Presidential Race Uncertainty Raises Concerns for Investors, Market Volatility Looms
ICARO Media Group
Investors are bracing themselves for potential market turbulence following concerns over President Joe Biden's viability in the upcoming election. The uncertainty surrounding the Democratic ticket has raised fears of an unknown candidate stepping in, which could lead to volatility and instability in the market.
According to 22V Research's Kim Wallace, President Biden's recent prime-time debate stumble has made it difficult to ignore the perception that he may no longer be a viable contender. This has left Democrats facing a contentious path forward, as pressures from mega-donors and members of Congress mount. It remains unclear how smoothly the party will navigate this situation, but there is consensus that work needs to be done to address potential outcomes.
For investors who have witnessed a 15% surge in the S&P 500 this year, AGF Investments' Greg Valliere warns that a new candidate on the Democratic ticket could signal increased market volatility. The market, currently in a rally mode, could face a period of uncertainty and instability.

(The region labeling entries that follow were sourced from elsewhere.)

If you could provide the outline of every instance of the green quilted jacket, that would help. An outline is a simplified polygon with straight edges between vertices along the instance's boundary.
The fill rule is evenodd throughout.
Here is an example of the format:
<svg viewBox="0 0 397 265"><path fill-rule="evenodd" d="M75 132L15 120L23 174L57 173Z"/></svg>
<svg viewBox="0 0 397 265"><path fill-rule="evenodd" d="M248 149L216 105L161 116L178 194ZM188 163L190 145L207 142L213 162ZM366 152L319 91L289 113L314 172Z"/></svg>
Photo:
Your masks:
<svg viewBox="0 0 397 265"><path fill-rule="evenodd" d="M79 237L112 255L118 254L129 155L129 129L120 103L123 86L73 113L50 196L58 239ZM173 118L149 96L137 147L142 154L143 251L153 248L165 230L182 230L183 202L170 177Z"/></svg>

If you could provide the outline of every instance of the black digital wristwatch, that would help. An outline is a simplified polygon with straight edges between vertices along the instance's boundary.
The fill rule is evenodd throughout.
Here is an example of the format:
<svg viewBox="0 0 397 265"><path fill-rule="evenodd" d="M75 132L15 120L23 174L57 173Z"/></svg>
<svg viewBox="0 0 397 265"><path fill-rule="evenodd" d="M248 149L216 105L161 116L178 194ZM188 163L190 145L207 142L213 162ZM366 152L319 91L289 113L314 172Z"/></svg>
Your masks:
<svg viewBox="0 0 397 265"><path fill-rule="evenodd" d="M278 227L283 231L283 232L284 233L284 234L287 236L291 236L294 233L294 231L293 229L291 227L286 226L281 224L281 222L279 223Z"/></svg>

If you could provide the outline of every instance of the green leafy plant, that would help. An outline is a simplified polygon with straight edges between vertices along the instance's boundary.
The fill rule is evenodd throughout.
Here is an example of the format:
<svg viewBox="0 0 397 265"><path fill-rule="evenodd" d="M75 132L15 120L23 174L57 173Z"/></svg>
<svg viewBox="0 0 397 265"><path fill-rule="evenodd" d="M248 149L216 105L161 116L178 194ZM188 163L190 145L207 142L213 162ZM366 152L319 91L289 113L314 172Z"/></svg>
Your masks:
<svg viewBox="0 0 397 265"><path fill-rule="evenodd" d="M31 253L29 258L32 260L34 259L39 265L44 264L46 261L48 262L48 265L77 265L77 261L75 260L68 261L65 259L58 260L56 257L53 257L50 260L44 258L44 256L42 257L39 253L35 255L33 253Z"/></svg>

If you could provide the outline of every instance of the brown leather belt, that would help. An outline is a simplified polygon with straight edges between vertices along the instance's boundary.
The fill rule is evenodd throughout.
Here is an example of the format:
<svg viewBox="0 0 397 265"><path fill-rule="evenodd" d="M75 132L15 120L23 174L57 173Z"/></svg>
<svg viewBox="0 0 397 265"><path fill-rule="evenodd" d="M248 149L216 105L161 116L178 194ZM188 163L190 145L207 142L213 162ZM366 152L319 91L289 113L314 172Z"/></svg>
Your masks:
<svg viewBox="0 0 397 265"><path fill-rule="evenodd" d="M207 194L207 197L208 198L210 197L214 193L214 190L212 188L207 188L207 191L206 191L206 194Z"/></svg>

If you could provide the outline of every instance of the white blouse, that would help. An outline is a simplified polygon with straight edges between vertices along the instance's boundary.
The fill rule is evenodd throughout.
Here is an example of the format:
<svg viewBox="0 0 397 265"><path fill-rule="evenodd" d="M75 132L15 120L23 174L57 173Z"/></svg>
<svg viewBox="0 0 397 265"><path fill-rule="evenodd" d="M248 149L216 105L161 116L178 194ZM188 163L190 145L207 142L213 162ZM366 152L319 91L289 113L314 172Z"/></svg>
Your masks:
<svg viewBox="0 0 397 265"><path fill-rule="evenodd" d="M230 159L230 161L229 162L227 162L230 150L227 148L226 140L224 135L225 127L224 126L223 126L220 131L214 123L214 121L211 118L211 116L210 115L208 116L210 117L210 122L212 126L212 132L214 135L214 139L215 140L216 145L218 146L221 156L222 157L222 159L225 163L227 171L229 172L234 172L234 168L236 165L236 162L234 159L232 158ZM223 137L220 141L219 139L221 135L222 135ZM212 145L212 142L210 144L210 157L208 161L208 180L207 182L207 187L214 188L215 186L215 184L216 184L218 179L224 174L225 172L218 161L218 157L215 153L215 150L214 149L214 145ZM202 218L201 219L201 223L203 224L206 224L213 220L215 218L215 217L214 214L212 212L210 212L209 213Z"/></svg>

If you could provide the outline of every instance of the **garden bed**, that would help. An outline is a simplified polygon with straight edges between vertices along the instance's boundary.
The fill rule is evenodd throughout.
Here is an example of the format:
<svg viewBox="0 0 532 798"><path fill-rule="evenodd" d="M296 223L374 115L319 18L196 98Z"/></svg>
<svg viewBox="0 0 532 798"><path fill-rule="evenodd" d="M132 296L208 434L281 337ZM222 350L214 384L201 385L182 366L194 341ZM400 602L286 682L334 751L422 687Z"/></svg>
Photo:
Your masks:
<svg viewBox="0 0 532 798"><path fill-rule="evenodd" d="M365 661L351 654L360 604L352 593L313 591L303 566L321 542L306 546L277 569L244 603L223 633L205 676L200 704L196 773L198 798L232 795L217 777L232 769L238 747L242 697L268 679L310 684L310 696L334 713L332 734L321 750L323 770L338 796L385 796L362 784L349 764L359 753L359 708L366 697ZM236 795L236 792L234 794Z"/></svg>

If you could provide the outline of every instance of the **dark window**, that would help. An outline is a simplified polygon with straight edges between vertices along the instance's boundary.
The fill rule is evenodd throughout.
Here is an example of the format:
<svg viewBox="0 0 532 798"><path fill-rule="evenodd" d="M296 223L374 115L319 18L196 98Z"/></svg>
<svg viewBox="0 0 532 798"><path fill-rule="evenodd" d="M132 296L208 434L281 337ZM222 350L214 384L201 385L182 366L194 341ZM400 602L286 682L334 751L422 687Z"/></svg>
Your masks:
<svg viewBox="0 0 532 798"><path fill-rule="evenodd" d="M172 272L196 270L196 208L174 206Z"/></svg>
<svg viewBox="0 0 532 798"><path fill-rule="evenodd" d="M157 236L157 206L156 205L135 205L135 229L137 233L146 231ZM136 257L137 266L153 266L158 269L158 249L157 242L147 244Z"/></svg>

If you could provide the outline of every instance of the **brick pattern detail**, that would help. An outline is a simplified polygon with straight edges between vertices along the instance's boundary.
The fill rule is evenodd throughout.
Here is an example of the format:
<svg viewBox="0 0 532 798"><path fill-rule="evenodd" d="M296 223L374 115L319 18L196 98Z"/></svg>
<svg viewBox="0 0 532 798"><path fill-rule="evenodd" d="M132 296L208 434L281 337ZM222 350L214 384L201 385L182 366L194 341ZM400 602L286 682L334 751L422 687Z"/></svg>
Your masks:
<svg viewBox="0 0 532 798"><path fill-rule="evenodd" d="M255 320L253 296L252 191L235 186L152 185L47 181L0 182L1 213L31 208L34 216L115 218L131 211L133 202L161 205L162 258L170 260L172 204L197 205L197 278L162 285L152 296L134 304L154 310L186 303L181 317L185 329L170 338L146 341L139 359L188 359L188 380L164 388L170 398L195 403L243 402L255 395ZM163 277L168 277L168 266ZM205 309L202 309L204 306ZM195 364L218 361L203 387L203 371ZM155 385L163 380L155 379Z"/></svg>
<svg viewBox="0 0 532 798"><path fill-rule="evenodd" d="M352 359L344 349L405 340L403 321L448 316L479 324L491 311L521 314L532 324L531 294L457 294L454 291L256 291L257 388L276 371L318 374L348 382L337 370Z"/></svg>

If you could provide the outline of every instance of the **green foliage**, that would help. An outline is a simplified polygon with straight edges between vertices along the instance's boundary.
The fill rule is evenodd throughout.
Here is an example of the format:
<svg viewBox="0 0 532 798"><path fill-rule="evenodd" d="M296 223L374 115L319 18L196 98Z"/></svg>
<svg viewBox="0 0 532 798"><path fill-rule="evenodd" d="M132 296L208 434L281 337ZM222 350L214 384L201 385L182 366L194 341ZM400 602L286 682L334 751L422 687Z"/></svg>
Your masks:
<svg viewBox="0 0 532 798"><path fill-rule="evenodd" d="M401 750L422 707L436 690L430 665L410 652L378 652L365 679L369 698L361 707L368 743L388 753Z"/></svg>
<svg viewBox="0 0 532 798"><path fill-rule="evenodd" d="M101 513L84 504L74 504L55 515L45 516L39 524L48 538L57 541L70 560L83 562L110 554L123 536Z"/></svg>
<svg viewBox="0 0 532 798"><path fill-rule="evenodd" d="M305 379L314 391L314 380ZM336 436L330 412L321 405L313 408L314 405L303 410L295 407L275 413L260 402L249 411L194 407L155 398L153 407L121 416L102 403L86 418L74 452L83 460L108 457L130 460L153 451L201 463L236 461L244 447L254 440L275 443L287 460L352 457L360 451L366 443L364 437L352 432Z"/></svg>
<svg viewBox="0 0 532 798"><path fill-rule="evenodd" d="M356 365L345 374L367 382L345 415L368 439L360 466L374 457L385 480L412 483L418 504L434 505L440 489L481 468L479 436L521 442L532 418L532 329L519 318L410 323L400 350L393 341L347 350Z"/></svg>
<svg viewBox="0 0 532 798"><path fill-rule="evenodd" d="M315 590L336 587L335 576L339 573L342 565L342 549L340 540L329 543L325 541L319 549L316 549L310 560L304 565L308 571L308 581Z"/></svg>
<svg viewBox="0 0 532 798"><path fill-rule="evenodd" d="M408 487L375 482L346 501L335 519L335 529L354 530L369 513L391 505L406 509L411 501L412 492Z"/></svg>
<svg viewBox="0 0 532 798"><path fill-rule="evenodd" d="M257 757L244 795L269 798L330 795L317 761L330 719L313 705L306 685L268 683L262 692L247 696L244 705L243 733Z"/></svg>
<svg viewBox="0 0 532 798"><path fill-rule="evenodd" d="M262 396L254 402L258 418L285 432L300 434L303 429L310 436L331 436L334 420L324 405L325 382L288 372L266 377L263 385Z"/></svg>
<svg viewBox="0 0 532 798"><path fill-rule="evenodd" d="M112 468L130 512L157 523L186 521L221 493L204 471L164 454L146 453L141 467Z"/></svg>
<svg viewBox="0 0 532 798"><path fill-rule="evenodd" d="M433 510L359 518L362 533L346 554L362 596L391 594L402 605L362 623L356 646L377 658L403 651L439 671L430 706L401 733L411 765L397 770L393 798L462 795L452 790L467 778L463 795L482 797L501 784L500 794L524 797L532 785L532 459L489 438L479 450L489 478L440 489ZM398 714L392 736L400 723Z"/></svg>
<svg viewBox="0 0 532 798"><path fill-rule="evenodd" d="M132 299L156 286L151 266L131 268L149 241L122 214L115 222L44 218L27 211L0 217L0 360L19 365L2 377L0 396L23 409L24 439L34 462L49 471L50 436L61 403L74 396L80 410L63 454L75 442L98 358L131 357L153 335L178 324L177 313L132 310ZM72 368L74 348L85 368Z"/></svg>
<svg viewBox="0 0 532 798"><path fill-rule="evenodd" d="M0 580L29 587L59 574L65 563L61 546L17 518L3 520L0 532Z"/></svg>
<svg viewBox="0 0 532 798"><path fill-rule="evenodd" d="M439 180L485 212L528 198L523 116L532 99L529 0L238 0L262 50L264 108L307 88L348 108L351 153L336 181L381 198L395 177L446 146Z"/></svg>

Several potential candidates have been mentioned by sources, including California Governor Gavin Newsom, Michigan Governor Gretchen Whitmer, Pennsylvania Governor Josh Shapiro, Commerce Secretary Gina Raimondo, and former Secretary of State Hillary Clinton. Market analysts, such as Steve Pavlick from Renaissance Macro, suggest that Vice President Kamala Harris and Commerce Secretary Gina Raimondo may be viewed favorably by a nervous market. Pavlick argues that Harris could be seen as a continuation of Biden's policies, offering clarity from a policy perspective. On the other hand, Raimondo's involvement in key Biden legislation and positive perception among businesses make her an attractive choice.
Nevertheless, regardless of whether President Biden steps aside or not, investors should prepare for a bumpy ride in the coming months. Political uncertainty, especially the potential entrance of another Democratic candidate, typically leads to heightened market volatility. Marvin Loh, State Street's senior global macro strategist, explains that this uncertainty is likely to drive term premium in the Treasury market. The increased return that investors expect for holding longer-term bonds could be affected by sector-specific volatility based on individual candidate policies.
Keith Lerner, co-chief investment officer at Truist, highlights that volatility tends to spike in October as investor anxiety and uncertainty build up. However, historically, volatility recedes once there is clarity on the election winner, regardless of the outcome.
It is essential for investors to reevaluate and adjust their investment portfolios to manage risk appropriately amid this uncertain political landscape. While there are concerns, Goldman Sachs Asset Management portfolio manager Brook Dane assures investors that the AI trade remains a viable option, unaffected by the fresh uncertainty brought by the presidential race.
As Election Day draws nearer, market participants will closely monitor developments in the presidential race and adjust their strategies accordingly. Volatility is expected, but investors remain hopeful that clarity will prevail once the winner is determined.